This community often seems to be in search of itself. Are we a sports town? A high-tech town? An arts center? A medical center? Conservative? Liberal? Stodgy? Cutting edge?
We can be several of those things at once, of course. But our persona is often defined by community leaders. And right now, some of those community leaders are defining us as a backwater town - a place where we thumb our noses at the LGBT community, let politicians pick college presidents, and think the arts don't matter.
I've mentioned this before, and I don't mean to harp on it. But we've got a wealth of talent - particularly in the arts - and some community leaders keep turning their backs on it. In their view, the arts are "elitist." They get rid of important art at the airport, and push for a theater for Broadway shows but not one for classical music or dance.
So I hope they took note of a clear demonstration of the importance of the arts in this community last night: the sold-out house at the Eastman Theatre.
More than 3000 people turned out for the RPO concert. The big attraction, of course, was superstar cellist Yo-Yo Ma. But Ma didn't perform until the second half of the program. And the audience was almost as enthusiastic about the first half, which featured Kodaly's "Variations on a Hungarian Folk Song."
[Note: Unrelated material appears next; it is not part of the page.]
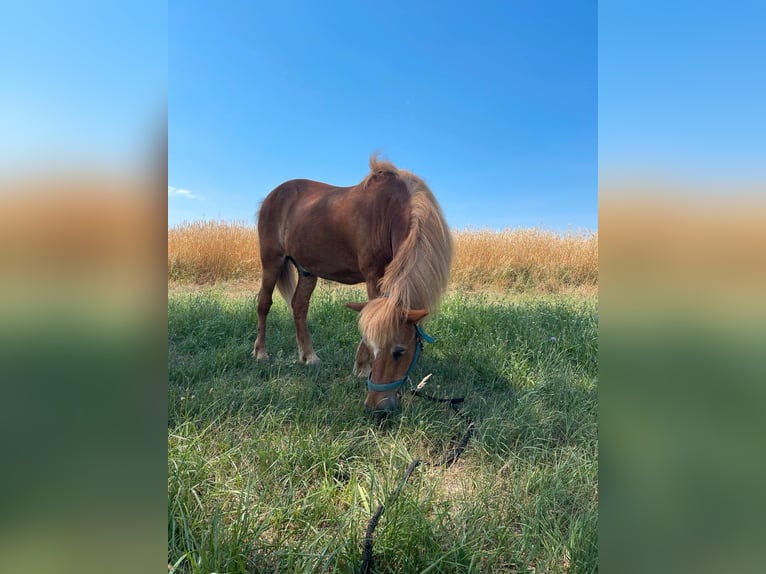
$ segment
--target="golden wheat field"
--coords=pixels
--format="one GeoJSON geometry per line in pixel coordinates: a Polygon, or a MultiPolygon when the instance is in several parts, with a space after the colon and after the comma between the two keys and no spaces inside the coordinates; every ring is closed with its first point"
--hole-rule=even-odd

This is Rochester, just as much as the crowds at a soccer game or a hockey game. (The raucous applause for Ma last night kind of reminded me of the reaction of sports crowds, frankly.) And the arts - the RPO, the Eastman School, the Memorial Art Gallery and Geva and Garth Fagan - will draw people to live here. They will, in fact, draw the people we want to work at our high-tech companies and medical centers.
Maybe some community leaders want to live in a backwater town. The 3000-plus people who packed the Eastman Theatre last night do not.